“When we started out, it was our second restaurant (after Asheville, North Carolina), and we were kind of broke, so we sort of used bubble gum and chicken wire to put it together, and it was starting to show its age,” Irani said in a phone call last week. “And then with refreshing the space, it was time to ask, ‘What kind of experience do we want to deliver?’
“I really felt like the restaurant had become a victim of its own success. We were stuck doing the same menu we started with back at the first Chai Pani in Asheville in 2009. My intention was not to have a static menu of the greatest hits of Indian street food. But we kind of got stuck. And the busier it got, the harder it was to realize our original vision. As it turned out, though, the pandemic was the great equalizer for everybody.”

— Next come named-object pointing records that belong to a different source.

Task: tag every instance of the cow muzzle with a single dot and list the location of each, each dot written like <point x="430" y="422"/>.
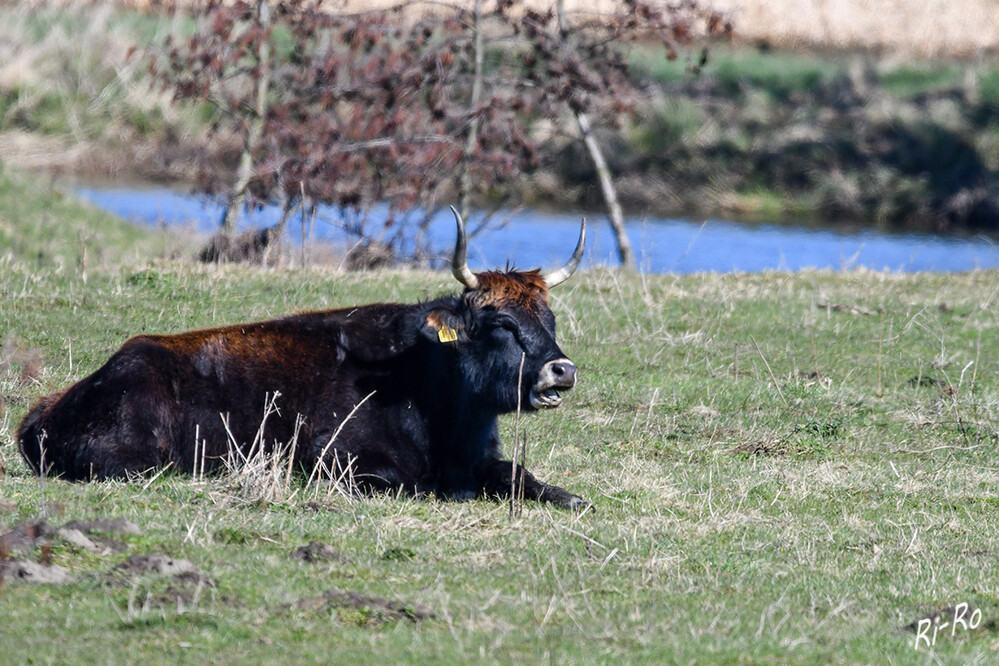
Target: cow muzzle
<point x="555" y="376"/>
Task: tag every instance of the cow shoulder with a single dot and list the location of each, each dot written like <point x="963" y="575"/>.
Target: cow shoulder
<point x="384" y="331"/>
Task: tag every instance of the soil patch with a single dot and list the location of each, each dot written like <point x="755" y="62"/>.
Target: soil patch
<point x="318" y="552"/>
<point x="25" y="571"/>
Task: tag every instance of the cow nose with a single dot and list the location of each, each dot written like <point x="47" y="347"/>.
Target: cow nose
<point x="564" y="372"/>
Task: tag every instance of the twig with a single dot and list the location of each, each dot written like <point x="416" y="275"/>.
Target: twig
<point x="772" y="376"/>
<point x="336" y="433"/>
<point x="516" y="438"/>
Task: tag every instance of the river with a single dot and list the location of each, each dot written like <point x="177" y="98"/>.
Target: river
<point x="532" y="238"/>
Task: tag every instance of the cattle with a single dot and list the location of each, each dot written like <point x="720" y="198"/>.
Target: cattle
<point x="393" y="396"/>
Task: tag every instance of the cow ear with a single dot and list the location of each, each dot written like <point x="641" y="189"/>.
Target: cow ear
<point x="443" y="326"/>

With that perspective, Irani and culinary director Daniel Peach put together an entirely new menu that debuted a few weeks ago. It’s focused on food from India’s Deccan Plateau — the region Irani’s Parsi family migrated to, and also where he grew up, and returns to for inspiration.
“I wanted a cohesive theme for the menu, something that could tell a story,” Irani said. “This is Meherwan traveling, exploring, and learning the foodways of the country that he grew up in. But given that it’s 1.3 billion people, and really ancient, there’s a lot more to learn.”
The new menu includes quintessential dishes from Maharashtra, such as Misal Pav, with sprouted mung bean curry, crunchy snack mix, onions, and cilantro, served with lime, pav and rassa. Kolhapuri Mutton is slow-cooked, bone-in goat in a silky gravy of roasted coconut, red chiles, onion, and curry leaves.
Green Tomato Pakora, savory, crunchy green tomato fritters made with curried chickpea batter, served with mint chutney and sweet yogurt, and Surti Locho, steamed yellow lentil “grits” topped with butter, chatpata masala, served with green chutney, lime, and red onion, are among the other new items.
Along with Peach, who has lived in Pune, and traveled extensively in India (to the point that Irani calls him his “culinary right-hand man”), chef de cuisine Sahar Siddiqi also has had a hand in tweaking the new menu.
“She’s running the kitchen, and has been charged with maintaining the fun, casual nature of Chai Pani,” Irani said, “but also charged with helping to tell a little bit more of a story with style and plating.”
Last week, Peach and Siddiqi sat down at a table at Chai Pani to give their perspectives on the changes.
“We’ve always wanted to showcase more of the diversity of cuisine in India, and the regional dishes,” Peach said. “We had a new menu at the beginning of 2020 that was sort of the precursor to this. We opened for six services, I think, and then we shut down, we went to this to-go model, and we sort of hibernated.
“But I would say that this is the beginning. Sahar and I have really big plans for what we want to do. And this was our way of reestablishing ourselves, in terms of the food that we serve, and in terms of what our food is worth.”
“We’re sourcing local ingredients as much as we can, and sourcing higher-quality ingredients as much as we can, and it elevates our food in a different way,” Siddiqi said. “It’s great, because I get to be very creative, and I kind of have the dream job right now, playing with food, and working on this new menu. We kept saying, when we were reopening, this is a new restaurant, and it feels like it, definitely.”
5-9 p.m. Sundays-Mondays and Wednesdays-Thursdays (closed Tuesdays); 5-9:30 p.m. Fridays-Saturdays.
406 W. Ponce de Leon Ave., Decatur. 404-378-4030, chaipanidecatur.com.